Toward digital twins by one-dimensional simulation of thin-film solar cells: Cu(In,Ga)Se2 as an example

Thin-film solar cells demonstrate high power conversion efficiencies, but are complex in their structure. To fully understand their functionality and to devise further efficiency improvements, a physical cell model or digital twin is required. As the thin film's bulk and interface material parameters might change during subsequent device processing, this model needs to be inferred from characterization of the finished solar cell only. In this work, we derive one-dimensional optoelectronic models based on a variety of optoelectronic experimental results. As an example for thin-film devices, we take three Cu(In,Ga)Se2 solar cells, two with high efficiency (19% and 20%) and one with moderate efficiency at around 15%. The development of the models uses the simulation tool Synopsys TCAD as the subprogram of a routine that fits the manifold optoelectronic experiments simultaneously. By the newly developed iterative one-dimensional simulation, we are able to fit the measured time -resolved photoluminescence at varied excitation and forward bias, the current -voltage curves in dark and under illumination, the (biased) external quantum efficiency, the voltage -dependent capacitance, and the drive -level capacitance of the solar cell. As an outcome, we obtain a digital model comprising the effective values for the doping densities in all layers, the charge carriers' lifetimes and mobilities in the absorber, and the band alignment between the absorber and the buffer.
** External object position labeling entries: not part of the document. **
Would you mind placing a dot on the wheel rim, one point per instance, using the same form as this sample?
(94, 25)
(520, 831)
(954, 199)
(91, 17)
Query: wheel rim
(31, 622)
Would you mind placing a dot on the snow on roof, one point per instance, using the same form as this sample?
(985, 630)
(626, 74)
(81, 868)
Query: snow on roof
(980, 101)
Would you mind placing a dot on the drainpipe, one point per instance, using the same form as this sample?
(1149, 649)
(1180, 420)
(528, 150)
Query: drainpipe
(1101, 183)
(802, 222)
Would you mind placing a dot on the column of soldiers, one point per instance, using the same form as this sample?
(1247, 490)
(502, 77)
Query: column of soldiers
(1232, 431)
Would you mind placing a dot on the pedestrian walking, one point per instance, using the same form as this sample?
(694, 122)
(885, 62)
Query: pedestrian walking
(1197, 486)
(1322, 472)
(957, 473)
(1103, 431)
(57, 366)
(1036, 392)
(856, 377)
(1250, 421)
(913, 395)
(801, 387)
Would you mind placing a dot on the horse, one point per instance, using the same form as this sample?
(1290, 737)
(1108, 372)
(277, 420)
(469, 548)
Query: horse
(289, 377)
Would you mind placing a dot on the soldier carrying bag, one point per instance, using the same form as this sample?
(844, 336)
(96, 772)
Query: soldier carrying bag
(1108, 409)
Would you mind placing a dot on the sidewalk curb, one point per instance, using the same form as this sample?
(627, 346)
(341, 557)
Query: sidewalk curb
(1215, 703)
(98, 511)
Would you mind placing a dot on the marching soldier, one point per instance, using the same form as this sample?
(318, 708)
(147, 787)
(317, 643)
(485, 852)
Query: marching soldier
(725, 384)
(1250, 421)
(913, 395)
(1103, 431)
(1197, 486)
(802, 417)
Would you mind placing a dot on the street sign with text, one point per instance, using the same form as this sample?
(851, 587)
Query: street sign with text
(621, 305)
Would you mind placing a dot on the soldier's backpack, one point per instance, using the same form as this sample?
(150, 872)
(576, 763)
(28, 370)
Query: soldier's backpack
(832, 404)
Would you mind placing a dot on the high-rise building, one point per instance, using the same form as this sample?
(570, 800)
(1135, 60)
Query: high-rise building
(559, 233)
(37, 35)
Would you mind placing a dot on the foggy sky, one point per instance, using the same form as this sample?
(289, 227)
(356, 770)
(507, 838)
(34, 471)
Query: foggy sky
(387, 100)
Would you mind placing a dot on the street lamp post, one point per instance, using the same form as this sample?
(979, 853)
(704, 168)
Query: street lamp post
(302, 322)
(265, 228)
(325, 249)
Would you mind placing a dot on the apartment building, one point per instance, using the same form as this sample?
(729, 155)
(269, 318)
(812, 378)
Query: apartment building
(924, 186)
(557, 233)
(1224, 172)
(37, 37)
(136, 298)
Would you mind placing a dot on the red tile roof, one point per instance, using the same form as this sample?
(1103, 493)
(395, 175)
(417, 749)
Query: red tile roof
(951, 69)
Among these material parameters, the electron minority carrier lifetime appears to be of paramount importance. It exhibits values of 57 and 74 ns in the highly efficient cells and 2.5 ns in the moderately efficient cell. A hole mobility being substantially smaller compared to that of electrons is irremissible to explain the voltage dependence of the time -resolved photoluminescence of all investigated cells. Furthermore, a small positive conduction -band offset between 100 and 200 meV at the CdS/Cu(In,Ga)Se2 interface is the result of the model for all investigated cells. Finally, the digital twin of a highly efficient cell is used to assess the dominant recombination processes and to calculate a hypothetical device performance if these dominant processes could be inhibited by material optimization.